Ireland-based Smurfit Kappa Group has reported revenue growth of 5 percent for 2017 compared with 2016 and 7 percent for the fourth quarter of 2017 compared with 2016’s final quarter.
Regarding profitability, CEO Tony Smurfit remarks, “I am pleased to report EBITDA (earnings before interest, taxes, depreciation and amortization) for the fourth quarter of €351 million ($431 million), an increase of 10 percent year on year. Our EBITDA margin for the quarter at 15.9 percent also improved both year on year and on a sequential basis. Our full-year EBITDA was €1.24 billion ($1.52 billion), a record for the group, with an EBITDA margin of 14.5 percent.”

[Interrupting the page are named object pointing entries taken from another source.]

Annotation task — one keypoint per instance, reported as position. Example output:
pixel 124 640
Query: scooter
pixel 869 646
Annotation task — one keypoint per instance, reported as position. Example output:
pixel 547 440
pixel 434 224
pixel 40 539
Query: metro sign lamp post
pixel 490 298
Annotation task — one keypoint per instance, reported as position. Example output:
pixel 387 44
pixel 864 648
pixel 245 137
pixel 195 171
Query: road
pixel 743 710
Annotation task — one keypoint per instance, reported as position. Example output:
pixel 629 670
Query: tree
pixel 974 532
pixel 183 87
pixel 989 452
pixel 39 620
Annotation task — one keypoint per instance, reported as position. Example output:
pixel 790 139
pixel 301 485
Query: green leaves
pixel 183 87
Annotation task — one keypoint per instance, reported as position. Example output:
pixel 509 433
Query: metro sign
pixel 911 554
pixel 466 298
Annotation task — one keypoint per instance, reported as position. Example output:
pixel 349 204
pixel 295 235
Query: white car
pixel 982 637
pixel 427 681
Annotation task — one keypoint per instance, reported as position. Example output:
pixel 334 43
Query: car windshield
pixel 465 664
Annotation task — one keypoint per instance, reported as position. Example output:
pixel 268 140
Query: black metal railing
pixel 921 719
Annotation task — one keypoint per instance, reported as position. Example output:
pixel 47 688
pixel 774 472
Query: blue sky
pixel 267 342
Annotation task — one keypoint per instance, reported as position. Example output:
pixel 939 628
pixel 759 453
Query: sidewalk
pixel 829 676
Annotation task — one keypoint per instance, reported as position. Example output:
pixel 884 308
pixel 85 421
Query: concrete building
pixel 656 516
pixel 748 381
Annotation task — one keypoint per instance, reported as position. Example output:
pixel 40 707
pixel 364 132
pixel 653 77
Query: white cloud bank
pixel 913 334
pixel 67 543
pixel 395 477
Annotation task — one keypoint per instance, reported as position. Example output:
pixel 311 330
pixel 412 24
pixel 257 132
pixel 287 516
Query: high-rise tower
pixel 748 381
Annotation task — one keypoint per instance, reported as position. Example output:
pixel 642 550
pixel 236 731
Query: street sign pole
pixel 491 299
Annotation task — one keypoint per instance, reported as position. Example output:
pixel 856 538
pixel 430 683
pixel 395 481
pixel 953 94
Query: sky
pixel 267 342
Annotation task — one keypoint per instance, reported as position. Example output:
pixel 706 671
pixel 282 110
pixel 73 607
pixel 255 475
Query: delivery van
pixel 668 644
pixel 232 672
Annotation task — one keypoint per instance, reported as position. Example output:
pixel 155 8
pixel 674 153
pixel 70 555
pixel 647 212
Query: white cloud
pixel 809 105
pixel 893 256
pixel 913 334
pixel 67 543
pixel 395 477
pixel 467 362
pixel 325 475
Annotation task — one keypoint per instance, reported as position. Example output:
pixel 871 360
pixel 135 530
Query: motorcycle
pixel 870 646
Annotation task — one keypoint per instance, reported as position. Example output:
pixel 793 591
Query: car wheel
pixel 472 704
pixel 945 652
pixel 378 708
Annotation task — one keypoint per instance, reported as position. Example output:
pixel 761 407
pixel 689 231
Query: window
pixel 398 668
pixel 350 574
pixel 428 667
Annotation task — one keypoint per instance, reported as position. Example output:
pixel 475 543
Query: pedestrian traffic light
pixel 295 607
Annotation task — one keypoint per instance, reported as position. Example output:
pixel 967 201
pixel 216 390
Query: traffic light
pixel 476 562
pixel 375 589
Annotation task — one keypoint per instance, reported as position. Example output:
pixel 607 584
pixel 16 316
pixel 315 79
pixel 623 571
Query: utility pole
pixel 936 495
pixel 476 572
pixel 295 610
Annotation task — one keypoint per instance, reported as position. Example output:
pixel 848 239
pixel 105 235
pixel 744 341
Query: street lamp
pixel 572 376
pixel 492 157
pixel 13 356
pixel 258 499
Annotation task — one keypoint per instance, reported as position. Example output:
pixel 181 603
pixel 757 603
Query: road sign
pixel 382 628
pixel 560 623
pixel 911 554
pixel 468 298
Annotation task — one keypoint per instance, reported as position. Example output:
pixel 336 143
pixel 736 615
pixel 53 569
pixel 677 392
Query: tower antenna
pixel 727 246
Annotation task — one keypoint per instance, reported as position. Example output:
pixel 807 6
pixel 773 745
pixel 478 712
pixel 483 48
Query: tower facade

As far as business conditions in the containerboard and box-making sectors, Smurfit adds, “Our full year result was delivered against a backdrop of an increase in excess of €120 million ($147 million) in recovered fiber costs, generally higher raw material costs and adverse currency movements.”
Adds Smurfit, “This improved result for the year, and more importantly for the fourth quarter, reflects the benefits of our continued focus on offering our customers cost-effective and innovative solutions, our capital expenditure program, input cost recovery through paper and box price increases and generally strong markets. We also continue to benefit from the group’s geographic reach and integrated model, which support our customers by ensuring security of supply in very tight markets.”

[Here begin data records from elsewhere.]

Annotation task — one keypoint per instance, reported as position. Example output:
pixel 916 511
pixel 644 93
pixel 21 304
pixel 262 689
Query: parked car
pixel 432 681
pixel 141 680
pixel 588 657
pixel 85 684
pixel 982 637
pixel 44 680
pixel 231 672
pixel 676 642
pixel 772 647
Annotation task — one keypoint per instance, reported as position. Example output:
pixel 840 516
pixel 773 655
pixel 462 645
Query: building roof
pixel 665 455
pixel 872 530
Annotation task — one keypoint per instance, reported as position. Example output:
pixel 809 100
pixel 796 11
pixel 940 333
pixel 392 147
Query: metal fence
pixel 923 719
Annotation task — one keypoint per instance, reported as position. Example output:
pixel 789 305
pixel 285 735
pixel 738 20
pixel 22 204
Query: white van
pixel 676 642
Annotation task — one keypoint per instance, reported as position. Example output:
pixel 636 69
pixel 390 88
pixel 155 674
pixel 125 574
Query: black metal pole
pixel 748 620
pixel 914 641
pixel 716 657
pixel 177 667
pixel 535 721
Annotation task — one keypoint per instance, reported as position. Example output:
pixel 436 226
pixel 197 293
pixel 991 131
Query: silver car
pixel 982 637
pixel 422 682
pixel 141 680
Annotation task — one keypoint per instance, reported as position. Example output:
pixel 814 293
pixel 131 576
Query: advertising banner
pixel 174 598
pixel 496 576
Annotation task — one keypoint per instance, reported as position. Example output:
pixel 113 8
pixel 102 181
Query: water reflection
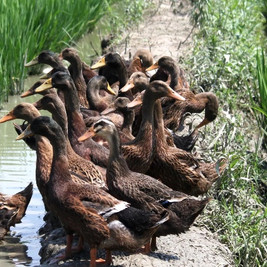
pixel 17 169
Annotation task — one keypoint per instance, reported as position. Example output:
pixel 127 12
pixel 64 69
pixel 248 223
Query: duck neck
pixel 60 116
pixel 174 76
pixel 44 155
pixel 122 74
pixel 76 125
pixel 60 162
pixel 158 133
pixel 77 76
pixel 116 163
pixel 56 63
pixel 128 119
pixel 93 97
pixel 145 130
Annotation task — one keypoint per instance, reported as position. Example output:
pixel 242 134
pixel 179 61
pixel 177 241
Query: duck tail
pixel 164 218
pixel 27 192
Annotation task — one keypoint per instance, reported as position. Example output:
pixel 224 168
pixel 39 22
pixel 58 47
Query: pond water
pixel 17 170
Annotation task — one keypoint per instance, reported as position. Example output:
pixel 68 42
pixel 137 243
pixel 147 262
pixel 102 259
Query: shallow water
pixel 17 170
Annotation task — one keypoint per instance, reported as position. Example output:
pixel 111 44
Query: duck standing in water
pixel 13 209
pixel 99 218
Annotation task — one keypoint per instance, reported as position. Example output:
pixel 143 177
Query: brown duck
pixel 76 125
pixel 138 152
pixel 99 218
pixel 177 168
pixel 143 191
pixel 173 111
pixel 13 208
pixel 79 165
pixel 72 56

Of its largest market, Smurfit comments, “Our European business showed very strong progression for the quarter, growing its margin to 16.5 percent. This strong performance came as a result of high levels of demand across most product lines and input cost recovery. Security of supply for our customers is key for us and we have been investing accordingly.”

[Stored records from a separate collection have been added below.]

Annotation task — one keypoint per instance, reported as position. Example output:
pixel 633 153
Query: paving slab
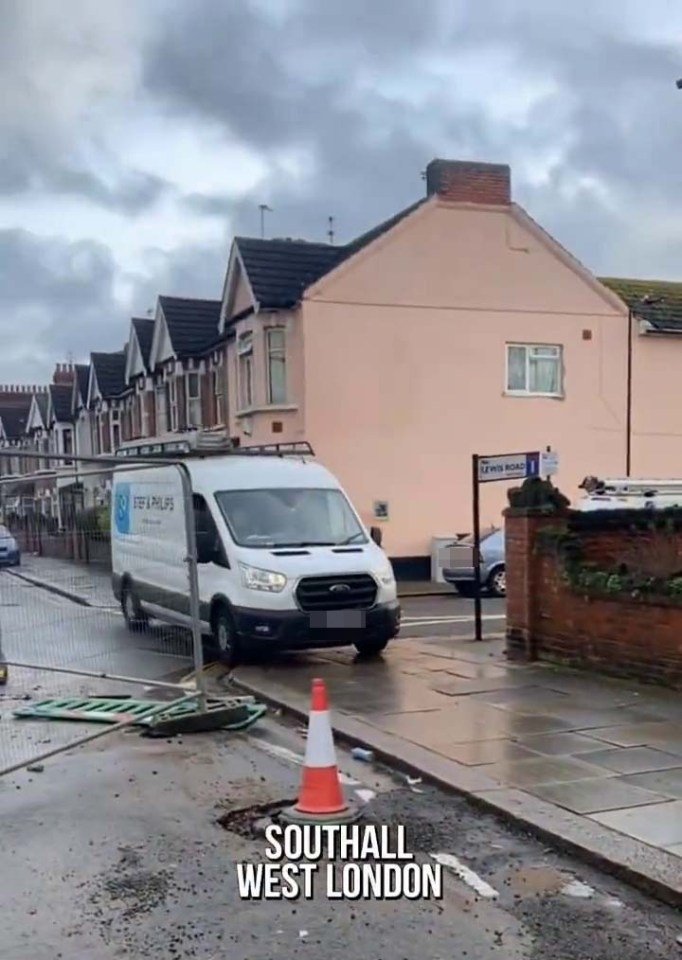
pixel 659 825
pixel 542 747
pixel 596 796
pixel 666 782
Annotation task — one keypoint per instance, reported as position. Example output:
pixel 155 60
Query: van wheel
pixel 497 583
pixel 133 614
pixel 224 636
pixel 371 646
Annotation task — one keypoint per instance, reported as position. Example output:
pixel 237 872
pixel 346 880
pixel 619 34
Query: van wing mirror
pixel 206 546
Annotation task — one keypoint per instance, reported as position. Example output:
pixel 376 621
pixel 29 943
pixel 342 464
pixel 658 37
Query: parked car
pixel 10 554
pixel 493 573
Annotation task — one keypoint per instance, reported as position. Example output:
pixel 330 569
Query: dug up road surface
pixel 116 850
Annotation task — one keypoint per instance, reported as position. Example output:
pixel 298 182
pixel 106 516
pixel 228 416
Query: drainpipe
pixel 628 399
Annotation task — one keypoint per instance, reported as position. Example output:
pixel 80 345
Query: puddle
pixel 539 881
pixel 244 820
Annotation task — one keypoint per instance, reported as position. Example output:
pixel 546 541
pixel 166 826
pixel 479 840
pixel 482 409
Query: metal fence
pixel 64 639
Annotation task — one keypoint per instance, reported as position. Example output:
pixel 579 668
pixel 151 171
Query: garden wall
pixel 600 589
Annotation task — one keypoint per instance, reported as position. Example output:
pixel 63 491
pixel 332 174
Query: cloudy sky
pixel 137 137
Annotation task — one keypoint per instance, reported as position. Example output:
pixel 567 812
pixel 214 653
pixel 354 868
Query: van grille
pixel 351 592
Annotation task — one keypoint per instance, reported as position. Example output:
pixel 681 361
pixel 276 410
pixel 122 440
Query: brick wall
pixel 468 182
pixel 548 620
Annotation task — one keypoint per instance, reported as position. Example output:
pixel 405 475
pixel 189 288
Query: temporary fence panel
pixel 63 631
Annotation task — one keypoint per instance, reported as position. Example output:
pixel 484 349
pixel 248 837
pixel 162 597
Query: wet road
pixel 448 615
pixel 116 849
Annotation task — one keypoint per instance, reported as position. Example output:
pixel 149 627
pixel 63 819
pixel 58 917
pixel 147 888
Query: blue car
pixel 10 555
pixel 460 573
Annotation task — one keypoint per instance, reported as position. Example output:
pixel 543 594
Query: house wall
pixel 405 368
pixel 264 422
pixel 617 633
pixel 656 424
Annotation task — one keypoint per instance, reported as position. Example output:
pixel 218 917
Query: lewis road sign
pixel 509 466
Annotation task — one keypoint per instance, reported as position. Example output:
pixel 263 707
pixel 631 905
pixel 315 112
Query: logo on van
pixel 122 508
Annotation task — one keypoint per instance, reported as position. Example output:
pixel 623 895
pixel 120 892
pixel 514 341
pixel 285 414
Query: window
pixel 276 360
pixel 205 526
pixel 162 409
pixel 534 369
pixel 115 430
pixel 172 397
pixel 104 436
pixel 245 357
pixel 144 421
pixel 193 400
pixel 287 517
pixel 217 388
pixel 67 441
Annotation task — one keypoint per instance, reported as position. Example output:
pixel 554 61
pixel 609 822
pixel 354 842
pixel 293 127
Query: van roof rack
pixel 631 486
pixel 215 447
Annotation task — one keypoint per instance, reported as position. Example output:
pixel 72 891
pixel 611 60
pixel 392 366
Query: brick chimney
pixel 63 373
pixel 464 181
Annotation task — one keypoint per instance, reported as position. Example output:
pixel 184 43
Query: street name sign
pixel 508 466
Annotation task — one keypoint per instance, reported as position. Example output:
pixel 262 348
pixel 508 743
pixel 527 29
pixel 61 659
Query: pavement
pixel 591 764
pixel 129 847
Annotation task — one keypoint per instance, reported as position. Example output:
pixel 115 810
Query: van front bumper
pixel 295 630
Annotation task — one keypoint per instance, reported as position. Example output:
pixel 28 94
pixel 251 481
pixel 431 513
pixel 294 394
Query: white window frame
pixel 173 403
pixel 67 432
pixel 245 370
pixel 558 354
pixel 218 396
pixel 115 423
pixel 144 414
pixel 193 411
pixel 275 352
pixel 161 409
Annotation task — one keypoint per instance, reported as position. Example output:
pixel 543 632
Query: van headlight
pixel 254 578
pixel 385 576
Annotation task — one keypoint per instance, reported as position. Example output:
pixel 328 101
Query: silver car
pixel 460 569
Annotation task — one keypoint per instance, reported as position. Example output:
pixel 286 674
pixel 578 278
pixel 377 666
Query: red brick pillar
pixel 523 578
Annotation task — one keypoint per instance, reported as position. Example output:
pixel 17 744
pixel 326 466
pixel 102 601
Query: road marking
pixel 284 753
pixel 471 879
pixel 428 622
pixel 576 888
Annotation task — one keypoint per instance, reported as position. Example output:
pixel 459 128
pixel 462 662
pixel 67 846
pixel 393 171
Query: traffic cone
pixel 321 798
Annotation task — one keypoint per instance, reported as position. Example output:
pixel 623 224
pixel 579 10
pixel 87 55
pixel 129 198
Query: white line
pixel 283 753
pixel 471 879
pixel 444 623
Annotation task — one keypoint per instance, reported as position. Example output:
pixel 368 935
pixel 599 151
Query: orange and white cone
pixel 321 798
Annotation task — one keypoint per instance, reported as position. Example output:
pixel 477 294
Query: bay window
pixel 193 400
pixel 245 368
pixel 276 365
pixel 217 391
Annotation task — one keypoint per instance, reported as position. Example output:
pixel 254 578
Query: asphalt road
pixel 116 849
pixel 448 615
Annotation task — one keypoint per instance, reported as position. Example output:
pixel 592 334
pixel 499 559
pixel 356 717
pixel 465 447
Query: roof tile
pixel 279 271
pixel 192 324
pixel 657 301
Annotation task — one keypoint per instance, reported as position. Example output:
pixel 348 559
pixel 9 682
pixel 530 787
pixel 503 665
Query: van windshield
pixel 290 517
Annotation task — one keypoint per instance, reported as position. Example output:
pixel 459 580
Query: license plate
pixel 337 619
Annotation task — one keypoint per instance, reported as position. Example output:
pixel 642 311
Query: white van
pixel 284 561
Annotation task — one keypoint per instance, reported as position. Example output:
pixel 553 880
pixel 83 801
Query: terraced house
pixel 456 326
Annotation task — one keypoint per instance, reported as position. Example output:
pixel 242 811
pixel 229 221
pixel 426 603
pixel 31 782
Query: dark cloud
pixel 610 110
pixel 133 192
pixel 364 95
pixel 56 299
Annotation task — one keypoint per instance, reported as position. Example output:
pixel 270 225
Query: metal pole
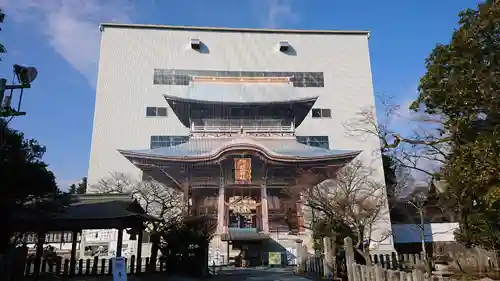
pixel 3 83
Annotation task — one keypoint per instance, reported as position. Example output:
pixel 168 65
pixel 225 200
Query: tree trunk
pixel 428 264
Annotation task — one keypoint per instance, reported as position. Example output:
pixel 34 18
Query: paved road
pixel 258 274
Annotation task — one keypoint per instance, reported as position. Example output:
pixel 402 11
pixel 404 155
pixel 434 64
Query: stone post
pixel 301 257
pixel 328 257
pixel 349 257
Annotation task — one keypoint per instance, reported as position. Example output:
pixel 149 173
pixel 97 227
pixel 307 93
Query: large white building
pixel 145 70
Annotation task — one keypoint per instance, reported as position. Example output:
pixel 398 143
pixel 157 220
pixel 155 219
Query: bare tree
pixel 350 196
pixel 157 199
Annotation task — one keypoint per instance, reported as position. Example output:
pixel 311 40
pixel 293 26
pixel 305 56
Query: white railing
pixel 242 125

He continues, “In the Americas, reported EBITDA of €311 million ($382 million) and a 14.4 percent margin came in below our expectations. The result was impacted by a number of factors, including increased recovered fiber costs, adverse weather events in the latter half of the year, the continued rise in containerboard prices where we are a significant net buyer of approximately 300,000 metric tons and adverse currency moves.”
Looking forward, Smurfit says, “As we start 2018, the benefits of paper-based packaging are being increasingly recognized as the most sustainable, biodegradable solution for both our customers and their end customers. While we continue to experience currency volatility, wage inflation as well as higher energy and other input costs, 2018 has seen the continuation of good demand in Europe, further input cost recovery and signs of improvement in our Americas business. The group has exciting plans in place to continue our development and sustain our industry leadership into the future.”